È gente che cammina dopo essersi riunita nella cripta della Brunella per ascoltare cori di preghiera, testimonianze di persone che si dedicano a coloro che sono invisibili: i carcerati, i diversamente abili, gli scartati che vivono nelle periferie esistenziali della città, i profughi e i migranti. Camminano portando nel cuore la voce di costoro, il desiderio di pace, la volontà di recare a loro un aiuto. L’attenzione si sposta sulle vicine carceri, sui palazzi dove l’umanità coglie ogni giorno il calore della famiglia o la solitudine della vecchiaia, sulle grandi ville circondate da ampi parchi dove forse abitano persone in cerca di un universo interiore.
Entrano nei giardini del palazzo di città dove li accoglie il sindaco che, lontano dagli orpelli di una falsa retorica, ricorda che dovremmo diventare tutti come quei bambini che, dopo aver litigato, dicono “Facciamo la pace!”. C’ è anche un iman che, dapprima in arabo e poi in italiano, invoca dal Dio onnipotente e misericordioso il dono della pace.

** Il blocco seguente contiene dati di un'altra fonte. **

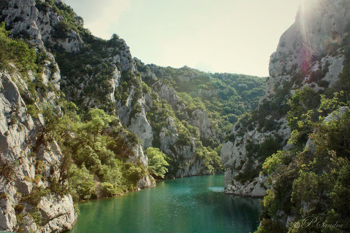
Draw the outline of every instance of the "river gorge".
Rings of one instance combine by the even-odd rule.
[[[259,199],[225,195],[223,175],[167,180],[157,186],[83,202],[69,232],[254,231]]]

Questo popolo si dirige verso la basilica di San Vittore, dove, alla luce della Parola di Dio, invoca che le assurde guerre terminino. Lo reclamano, anzi lo gridano, come Giovanni nel deserto: cessino i bombardamenti soprattutto contro inermi civili, contro i bambini innocenti nelle loro scuole, negli ospedali, contro chi è in fuga, lasciando dietro di sé le case, il lavoro, gli affetti.
C’è qualcuno che nel silenzio del cuore prega anche per il potente che ha aggredito un popolo, qui rappresentato, accanto al vicario episcopale Vegezzi, da un sacerdote ucraino della chiesa cattolica di rito bizantino. Aggrediti e aggressori sono vittime entrambi di una logica perversa: chi è aggredito, subisce la guerra e chi è mandato a combattere contro un fratello, anche lui subisce la paranoia della deformazione della realtà, l’esaltazione della forza, la giustificazione della violenza.
Le donne e gli uomini presenti si chiedono: “Che cosa posso fare io per costruire la pace?”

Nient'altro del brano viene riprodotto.